In the upper reaches of Division 1 in the second of the two Early Bird tournaments that precede the main event, Albert Hahn and Jason Ubeika came within 11 points of shattering the world record for the highest-scoring game of Scrabble (that is, considering the aggregate scores of both players). Albert played five natural bingos and at one point held a seemingly insurmountable 200-point lead, but Jason fixed that with a quick 176-pointer, VARIANCE on a triple-triple – one of four bingos, assisted by drawing both blanks.
Nevertheless, Albert comes out just ahead, 566-531.
Then in the main WCSC tournament, again in the top division where the players are skilled enough to make good use of outrageously imbalanced entropic disturbances in the string-field called Luck, Mike Early played a triple-triple of his own – ANTEFIXA for 212 points, which vaulted him to the highest score ever recorded at a Calgary tournament, 647.
Calgary’s own Jesse Matthews, who vaulted right past me and landed in the expert zone in the span of only two or three years, took home the golden horse’s ass for the Most Outrageous Successful Phoney – and boy, did he ever deserve it. On the first day of the main event he opened with a 60-point play that can be called both a monstrosity and a panflute virtuoso: ZAMFIR*. (You might remember his work from the tail end of Kill Bill, Vol. 1.) Outrageous? Nay, I’d call it outstanding. What’s more, he snuck it right past Dean Saldanha – a former Canadian Championship finalist and one of the best players in the country, my age or otherwise – without so much as a hint of brow-furrowing suspicion.
My own performance at the WCSC was satisfactory, I’d say. For the second year in a row I was the bottom seed of twenty in Division 2, barely making it above the cutoff with a rating of 1204, a mere shadow of the 1399 that was dismantled piece by piece at New Orleans last year. Given my field of competition, I was statistically expected to win five games of seventeen, but I outperformed it with a record of 9-8 (-237) – well out of the prize money at tenth place, but respectable. My tournament rating is going to shoot back up to around the 1280 mark.
The negative point spread, in spite of a winning record, is courtesy of Michelle Davis from Texas, who obliterated me 542-262 thanks to four bingos of hers to none of mine. I had not the good fortune of doing likewise to anybody else, though my 300-287 victory over her husband Carl was also a story to remember, and not only because I won $20 for posting the lowest winning score in my group. In this one, I was forced to block off and outplay a substantially more potent rack at the end of the game, DEIOSZ?. No, he didn’t have room for DOZIESt, but I put him in a position where he only had one play that would guarantee a win (in an attempt to minimize what I thought would be my losses), and he missed it.
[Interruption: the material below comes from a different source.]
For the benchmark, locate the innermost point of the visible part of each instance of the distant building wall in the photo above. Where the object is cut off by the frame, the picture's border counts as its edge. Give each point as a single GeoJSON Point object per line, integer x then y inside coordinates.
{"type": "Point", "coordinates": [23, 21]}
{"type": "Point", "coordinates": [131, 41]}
We both went overtime.
I received another $20 for “Living on the Edge” and having the narrowest margin over three wins of all the players in the tournament – +2, +4, and +9 for a total of +15. I would have preferred to score some points instead of doodling around with meticulous endgame mathematics, but the money’s nice.
The 21 bingos of mine that stayed on the board included three yucky ones: AMOEBIA*, STHENIAE* and SENTRIED*. (NERDIEST, while semantically appropriate, did not hit the triple word score.)
Next tourney: right here in Edmonton, Alberta on the weekend of 22-23 October. I’ll be playing in Division 1, since the cutoff is only 1200; this tournament skews lower on the rating scale because of the clubs in the region consist primarily of newcomers who have never played in competition before. (That includes you, dear reader. If you have an interest in the game but fear that the jump from trouncing your mother in the living room is too steep, this is the one you want to hit. Start before all the other Edmontonians get really good.)